The NIH and Collins are standing by the opposition to the Great Barrington Declaration.

On “Fox News Sunday” this month, Collins claimed again the trio of scientists “did not have the credentials to be making such a grand sweeping statement” and said that if the strategy outlined in the declaration were followed, “hundreds of thousands of people would have died.”

Collins, who was speaking as director of the NIH, did not cite any studies or research to back up his position.

Studies are mixed as to the benefit of lockdowns and over 800,000 Americans have died with COVID-19, according to the Centers for Disease Control and Prevention (CDC).

Bhattacharya wrote on Twitter that the strategy outlined in the declaration was mischaracterized by opponents and that any strategy would lead to the epidemic ending when a sufficient number of people have immunity, through COVID-19 recovery or vaccination.

Dr. Jay Bhattacharya, a professor of medicine at Stanford University, at his home in California on April 17, 2021. (Tal Atzmon/The Epoch Times)
Dr. Jay Bhattacharya, a professor of medicine at Stanford University, at his home in California on April 17, 2021. (Tal Atzmon/The Epoch Times)
“So the question is how to get through this terrible pandemic with the least harm, where the harms considered include all of public health, not just COVID. The GBD & focused protection of the vulnerable is a middle ground between lockdown & let-it-rip,” he said.

“Lockdowners like Collins & Fauci presumably think that focused protection of vulnerable is impossible. They could have engaged honestly in a discussion about it, but would have found that public health is fundamentally about focused protection.”

Supporters of the scientists note that Florida officials closely hewed to strategies outlined in the declaration and say the state successfully balanced protecting the elderly and avoiding crushing restrictions against most others after a brief lockdown.

Fauci did not respond to requests for comment submitted to the National Institute of Allergy and Infectious Diseases, the agency he heads.

An NIH spokeswoman told The Epoch Times in an email that Collins has spoken out against the declaration since October 2020, “saying it was dangerous and unsupported by scientific evidence.”
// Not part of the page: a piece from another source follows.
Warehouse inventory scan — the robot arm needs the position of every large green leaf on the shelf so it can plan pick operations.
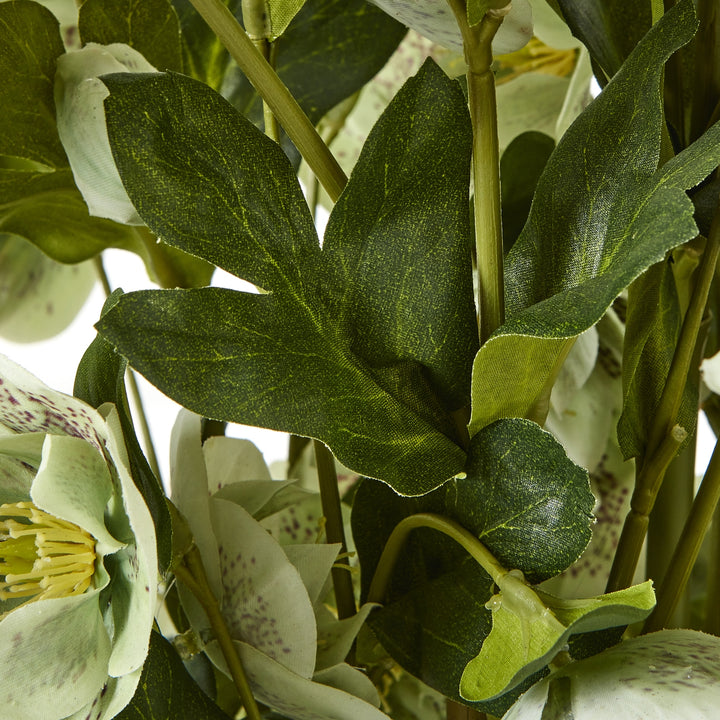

“The WHO and many others have said the same. Much of this is captured on Wikipedia with citations. I encourage you to check out the page with the citations,” she added.

“That’s a testament to the lack of science and the abundance of politics at the NIH right now. They’re using Wikipedia articles and New York Times and Vox and Wired Magazine op-eds to determine what are supposed to be scientific matters and shunning actual scientists who work on this,” Phillip Magness of AIER responded.

Magness, speaking to The Epoch Times, pointed to how Fauci, when messaging Collins, cited editorials rather than studies in scientific journals and how, shortly after, Fauci received an email containing more op-eds from a deputy, who indicated in the subject line that he'd spoken with Fauci about the articles before sending them over.

Among them were an op-ed and a competing declaration called the John Snow Memorandum signed by Dr. Rochelle Walensky, now the head of the CDC, and a slew of other experts who opposed the Great Barrington Declaration. Walensky and the others argued that lockdowns prevented some deaths from occurring and hospitals from being overwhelmed while acknowledging they led to secondary effects like harming economies and mental and physical health. They said policymakers should keep restrictions in place, at least for a while.